For both sprinters and distance skiers we all basically stick to the same simple formula of stress and recover, or for all the physiology geeks out there super-compensation. A skier can’t really have a true peak without super-compensation followed by the most fun of all Taper Time!
Sounds a lot like an MC Hammer song but at the same time it’s a very important part of the magical peaking formula. Usually anywhere from 10-14 days before our first event at World Championships we will start to taper. A standard taper consists of dropping the total hours of training at least 40% , which for an elite athlete can feel like a lot and the difference between a 15 hour week and a 7 hour week is designed to make you feel rested and snappy.
The trick to a good taper is dropping the volume without decreasing the number of workouts or the number of intensity sessions per week. So if I’m used to doing 8 sessions, two strengths, and 2 sets of intervals each week I continue on that program but cut the total duration of those workouts way down so they have a much lighter impact on the body. It makes for a lot of short fun workouts.
The US team and I just arrived in Sweden yesterday and as we prepare for this weeks World Cups and the start of the big championships next week it will be a serious taper time for everyone. For our first workout since arriving in Sweden most of the team went out for a quick 1-hour ski this morning with some speeds. Leading up to the races this weekend and into Falun we will mostly work on fast L4 or all out intervals to adjust to the sea level speed and get the body adjusted to moving fast.

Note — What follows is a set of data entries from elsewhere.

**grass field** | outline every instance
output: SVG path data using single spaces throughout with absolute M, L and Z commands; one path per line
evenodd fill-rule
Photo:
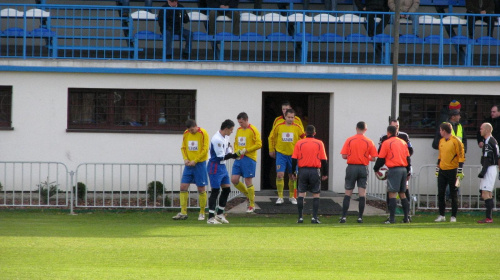
M 0 279 L 500 279 L 500 217 L 480 225 L 383 225 L 383 217 L 229 216 L 172 212 L 0 211 Z M 308 220 L 306 219 L 306 222 Z

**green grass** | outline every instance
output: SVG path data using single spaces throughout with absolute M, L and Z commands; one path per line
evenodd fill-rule
M 482 215 L 434 223 L 364 224 L 295 215 L 229 216 L 207 225 L 195 213 L 0 211 L 0 279 L 498 279 L 500 223 Z M 500 222 L 499 217 L 495 217 Z

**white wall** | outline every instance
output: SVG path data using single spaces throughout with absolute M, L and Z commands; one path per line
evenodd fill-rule
M 345 161 L 340 150 L 355 133 L 358 121 L 368 124 L 375 144 L 390 115 L 391 81 L 240 78 L 218 76 L 79 74 L 4 72 L 1 85 L 13 86 L 13 131 L 0 131 L 2 161 L 58 161 L 70 170 L 83 162 L 180 163 L 181 135 L 133 133 L 68 133 L 67 91 L 70 87 L 192 89 L 197 91 L 196 116 L 210 135 L 224 119 L 236 122 L 241 111 L 262 127 L 262 92 L 322 92 L 331 94 L 330 190 L 343 192 Z M 401 81 L 401 93 L 497 94 L 500 83 Z M 480 91 L 478 90 L 480 89 Z M 404 131 L 404 127 L 401 128 Z M 267 137 L 267 135 L 262 135 Z M 430 138 L 413 138 L 413 165 L 433 164 L 437 152 Z M 255 185 L 260 188 L 259 155 Z M 265 155 L 264 155 L 265 156 Z M 479 164 L 475 139 L 469 143 L 467 164 Z M 433 186 L 432 186 L 433 188 Z

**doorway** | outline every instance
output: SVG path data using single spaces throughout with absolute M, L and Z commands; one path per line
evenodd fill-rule
M 261 189 L 276 189 L 275 160 L 269 156 L 268 137 L 271 133 L 274 119 L 283 113 L 281 104 L 288 101 L 302 120 L 304 129 L 308 124 L 316 127 L 316 138 L 325 144 L 329 155 L 330 140 L 330 93 L 310 92 L 263 92 L 262 94 L 262 165 Z M 285 189 L 288 186 L 288 176 L 285 176 Z M 322 190 L 328 190 L 328 180 L 321 184 Z

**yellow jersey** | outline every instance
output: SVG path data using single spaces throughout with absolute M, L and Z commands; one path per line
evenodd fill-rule
M 458 168 L 459 163 L 465 162 L 464 144 L 456 136 L 451 135 L 448 140 L 439 140 L 439 168 L 451 170 Z
M 251 124 L 247 128 L 238 128 L 234 138 L 234 151 L 247 149 L 245 156 L 257 161 L 257 150 L 262 148 L 260 132 Z
M 182 137 L 182 158 L 192 160 L 196 163 L 204 162 L 208 159 L 210 138 L 205 129 L 198 127 L 195 134 L 186 129 Z
M 280 152 L 286 156 L 293 154 L 295 143 L 305 137 L 304 129 L 296 123 L 287 125 L 280 123 L 273 128 L 269 135 L 269 152 Z
M 285 118 L 283 116 L 277 117 L 276 119 L 274 119 L 273 128 L 276 125 L 278 125 L 280 123 L 284 123 L 284 122 L 285 122 Z M 298 124 L 302 128 L 302 130 L 304 130 L 304 125 L 302 125 L 302 120 L 299 117 L 295 116 L 295 118 L 293 119 L 293 123 Z

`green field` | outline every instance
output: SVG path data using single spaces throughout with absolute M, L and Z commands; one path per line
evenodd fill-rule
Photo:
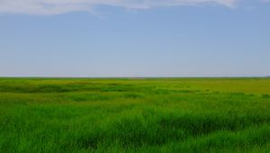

Taper Time is a pretty exciting time for an athlete not just because we get to train less but mostly because of the way it makes you feel. A lot of the time you feel better and better each day and are even energized by your workouts. When you combine that with the excitement of World Championship racing right around the corner we all get a sense of being strong, fit, and untouchable. Isn’t that right MC… ‘can’t touch this!’